Common medications may make it easier for harmful bacteria to take hold, especially in older or vulnerable patients.
While patients have long known that antibiotics can disrupt gut health, researchers have now discovered that seemingly harmless medications—including common allergy pills, antidepressants, and hormone treatments—may also pose a threat to the protective bacteria that keep dangerous pathogens at bay.
“This can be dangerous to frail or elderly people,” senior study author Lisa Maier, said in a press statement.
Scale of Problem ‘Utterly Unexpected’
The study, recently published in Nature, found that 28 percent of 53 tested nonantibiotic medications promoted the growth of harmful pathogens like Salmonella in laboratory models, potentially leaving millions of patients vulnerable to serious intestinal infections.
“The scale of it was utterly unexpected,“ said Maier. ”Many of these non-antibiotics inhibit useful gut bacteria, while pathogenic microbes such as Salmonella Typhimurium are impervious,” she noted. “This gives rise to an imbalance in the microbiome, which gives an advantage to the pathogens.”

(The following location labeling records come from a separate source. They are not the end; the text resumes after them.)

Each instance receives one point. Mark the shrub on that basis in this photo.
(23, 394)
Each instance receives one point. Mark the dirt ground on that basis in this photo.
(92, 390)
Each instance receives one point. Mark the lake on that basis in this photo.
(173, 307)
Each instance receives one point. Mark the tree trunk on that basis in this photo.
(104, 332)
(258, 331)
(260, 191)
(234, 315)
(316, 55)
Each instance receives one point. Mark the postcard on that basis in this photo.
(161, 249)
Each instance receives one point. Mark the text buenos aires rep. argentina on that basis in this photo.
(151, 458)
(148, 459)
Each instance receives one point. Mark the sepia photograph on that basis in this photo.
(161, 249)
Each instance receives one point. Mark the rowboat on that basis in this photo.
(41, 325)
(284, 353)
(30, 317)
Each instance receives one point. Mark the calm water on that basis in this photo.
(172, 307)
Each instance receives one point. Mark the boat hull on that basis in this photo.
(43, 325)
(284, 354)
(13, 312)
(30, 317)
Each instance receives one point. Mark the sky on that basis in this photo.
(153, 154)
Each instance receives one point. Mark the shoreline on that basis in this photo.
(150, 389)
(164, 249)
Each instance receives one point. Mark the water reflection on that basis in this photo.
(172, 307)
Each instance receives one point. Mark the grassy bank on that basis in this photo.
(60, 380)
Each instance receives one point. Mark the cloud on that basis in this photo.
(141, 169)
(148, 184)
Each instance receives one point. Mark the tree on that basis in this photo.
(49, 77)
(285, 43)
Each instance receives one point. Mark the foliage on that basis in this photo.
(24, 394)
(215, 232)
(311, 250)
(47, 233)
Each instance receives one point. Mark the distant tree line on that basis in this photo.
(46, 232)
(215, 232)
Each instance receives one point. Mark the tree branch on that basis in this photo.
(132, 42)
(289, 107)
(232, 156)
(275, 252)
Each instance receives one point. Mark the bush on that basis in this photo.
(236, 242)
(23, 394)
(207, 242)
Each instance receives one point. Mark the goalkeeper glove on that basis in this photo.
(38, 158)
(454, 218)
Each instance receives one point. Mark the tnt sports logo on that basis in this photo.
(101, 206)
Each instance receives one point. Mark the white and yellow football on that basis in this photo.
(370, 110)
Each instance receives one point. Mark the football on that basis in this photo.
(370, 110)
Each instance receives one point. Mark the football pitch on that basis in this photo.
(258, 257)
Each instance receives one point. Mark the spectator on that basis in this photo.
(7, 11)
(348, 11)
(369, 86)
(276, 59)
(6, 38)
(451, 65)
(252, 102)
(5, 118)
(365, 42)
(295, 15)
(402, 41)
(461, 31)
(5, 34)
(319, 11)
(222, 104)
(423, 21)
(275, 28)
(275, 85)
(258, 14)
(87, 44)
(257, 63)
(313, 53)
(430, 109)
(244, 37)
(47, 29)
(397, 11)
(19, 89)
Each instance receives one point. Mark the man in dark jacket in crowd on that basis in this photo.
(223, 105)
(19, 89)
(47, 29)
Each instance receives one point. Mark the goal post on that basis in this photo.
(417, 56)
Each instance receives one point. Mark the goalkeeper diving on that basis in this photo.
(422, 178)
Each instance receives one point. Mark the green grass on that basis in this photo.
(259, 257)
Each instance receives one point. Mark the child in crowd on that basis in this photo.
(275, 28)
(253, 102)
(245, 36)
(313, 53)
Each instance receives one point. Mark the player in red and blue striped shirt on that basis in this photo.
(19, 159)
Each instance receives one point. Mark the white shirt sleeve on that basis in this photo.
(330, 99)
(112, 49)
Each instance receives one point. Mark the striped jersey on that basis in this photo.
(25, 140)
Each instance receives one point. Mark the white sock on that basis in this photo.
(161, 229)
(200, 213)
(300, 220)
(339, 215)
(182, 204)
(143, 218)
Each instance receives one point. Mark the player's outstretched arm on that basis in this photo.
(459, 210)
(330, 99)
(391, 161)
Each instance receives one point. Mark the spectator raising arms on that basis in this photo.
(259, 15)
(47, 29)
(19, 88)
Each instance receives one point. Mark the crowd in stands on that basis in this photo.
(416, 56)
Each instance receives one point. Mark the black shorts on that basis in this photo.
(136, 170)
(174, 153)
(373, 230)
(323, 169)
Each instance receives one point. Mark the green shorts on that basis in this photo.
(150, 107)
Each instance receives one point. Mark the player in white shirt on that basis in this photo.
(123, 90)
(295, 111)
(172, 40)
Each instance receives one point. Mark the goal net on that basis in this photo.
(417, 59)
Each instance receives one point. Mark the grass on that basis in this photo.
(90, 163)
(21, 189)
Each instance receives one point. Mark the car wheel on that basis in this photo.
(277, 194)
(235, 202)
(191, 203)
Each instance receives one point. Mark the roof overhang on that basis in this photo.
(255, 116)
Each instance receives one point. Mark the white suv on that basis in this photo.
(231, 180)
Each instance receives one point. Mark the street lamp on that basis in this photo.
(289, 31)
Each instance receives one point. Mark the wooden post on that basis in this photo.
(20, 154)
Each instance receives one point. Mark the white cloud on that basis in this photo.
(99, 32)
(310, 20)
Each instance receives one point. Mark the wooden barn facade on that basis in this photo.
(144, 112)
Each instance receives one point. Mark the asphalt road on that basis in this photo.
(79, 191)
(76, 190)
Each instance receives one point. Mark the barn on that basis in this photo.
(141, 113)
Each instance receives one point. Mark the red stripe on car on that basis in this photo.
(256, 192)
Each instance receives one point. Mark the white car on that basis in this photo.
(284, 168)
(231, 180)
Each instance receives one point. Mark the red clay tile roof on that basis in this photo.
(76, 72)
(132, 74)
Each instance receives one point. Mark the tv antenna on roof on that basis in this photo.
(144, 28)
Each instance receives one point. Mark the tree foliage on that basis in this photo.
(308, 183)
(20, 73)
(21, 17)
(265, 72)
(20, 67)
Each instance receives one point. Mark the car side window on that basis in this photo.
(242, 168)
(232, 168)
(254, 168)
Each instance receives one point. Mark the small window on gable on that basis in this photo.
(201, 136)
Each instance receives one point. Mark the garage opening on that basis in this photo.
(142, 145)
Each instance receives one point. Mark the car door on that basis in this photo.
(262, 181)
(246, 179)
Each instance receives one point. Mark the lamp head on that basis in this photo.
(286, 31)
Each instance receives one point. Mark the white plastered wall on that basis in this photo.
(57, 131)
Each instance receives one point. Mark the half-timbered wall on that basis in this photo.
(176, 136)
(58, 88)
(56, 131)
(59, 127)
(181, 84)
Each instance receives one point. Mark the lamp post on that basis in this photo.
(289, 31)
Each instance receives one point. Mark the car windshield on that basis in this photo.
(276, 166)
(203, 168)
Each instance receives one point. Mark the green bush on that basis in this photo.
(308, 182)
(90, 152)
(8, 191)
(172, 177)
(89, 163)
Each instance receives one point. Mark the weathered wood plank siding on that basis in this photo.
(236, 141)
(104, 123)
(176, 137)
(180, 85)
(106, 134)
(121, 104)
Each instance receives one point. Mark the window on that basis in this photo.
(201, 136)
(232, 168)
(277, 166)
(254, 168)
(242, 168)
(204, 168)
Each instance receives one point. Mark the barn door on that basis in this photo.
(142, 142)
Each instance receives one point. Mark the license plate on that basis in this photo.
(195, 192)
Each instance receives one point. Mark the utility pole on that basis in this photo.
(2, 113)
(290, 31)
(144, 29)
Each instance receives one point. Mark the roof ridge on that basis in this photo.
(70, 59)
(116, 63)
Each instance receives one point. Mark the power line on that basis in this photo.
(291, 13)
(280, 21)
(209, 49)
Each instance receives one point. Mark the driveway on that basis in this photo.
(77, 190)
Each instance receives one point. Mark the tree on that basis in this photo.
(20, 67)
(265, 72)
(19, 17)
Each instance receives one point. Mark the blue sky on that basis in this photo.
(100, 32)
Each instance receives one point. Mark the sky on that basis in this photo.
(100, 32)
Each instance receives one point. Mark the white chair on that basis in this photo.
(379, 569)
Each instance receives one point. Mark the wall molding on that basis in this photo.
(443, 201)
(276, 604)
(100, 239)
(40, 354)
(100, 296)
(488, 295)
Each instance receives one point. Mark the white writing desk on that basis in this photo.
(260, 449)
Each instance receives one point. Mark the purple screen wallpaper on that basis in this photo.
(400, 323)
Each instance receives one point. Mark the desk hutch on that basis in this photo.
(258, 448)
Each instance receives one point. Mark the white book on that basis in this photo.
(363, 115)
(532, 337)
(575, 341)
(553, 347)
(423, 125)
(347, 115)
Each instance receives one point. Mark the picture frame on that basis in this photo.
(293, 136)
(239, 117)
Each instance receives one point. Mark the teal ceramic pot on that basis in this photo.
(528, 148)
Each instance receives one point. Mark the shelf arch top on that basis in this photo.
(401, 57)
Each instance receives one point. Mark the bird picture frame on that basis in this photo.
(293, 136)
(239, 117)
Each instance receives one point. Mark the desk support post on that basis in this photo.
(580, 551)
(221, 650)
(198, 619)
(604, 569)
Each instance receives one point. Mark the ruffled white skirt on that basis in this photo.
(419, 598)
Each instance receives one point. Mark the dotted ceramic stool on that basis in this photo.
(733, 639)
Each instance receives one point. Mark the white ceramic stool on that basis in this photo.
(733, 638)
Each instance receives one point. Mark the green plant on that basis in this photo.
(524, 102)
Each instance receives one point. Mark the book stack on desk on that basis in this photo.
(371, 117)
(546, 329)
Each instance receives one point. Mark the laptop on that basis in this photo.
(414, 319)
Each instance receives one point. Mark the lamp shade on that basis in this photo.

While researchers didn’t specify all medications tested, they highlighted concerning findings about widely prescribed drugs, including clomiphene (a fertility drug), simvastatin (a statin), floxuridine (a chemotherapy drug), and an allergy medicine—all increased infection risk. The antihistamine terfenadine was highlighted by researchers as one nonantibiotic found to weaken natural resistance to infection, leading to faster disease development and heightened inflammation from Salmonella in mice.
Very commonly prescribed antacids, such as Pepcid and Prilosec, are also prone to increase a person’s susceptibility to gut infections, noted Dr. David Purow, a gastroenterologist and the eastern regional director for gastrointestinal endoscopy at Northwell Health, who was not involved in the study. He said this is because reduced stomach acid can encourage an environment that allows harmful bacteria to survive and thrive.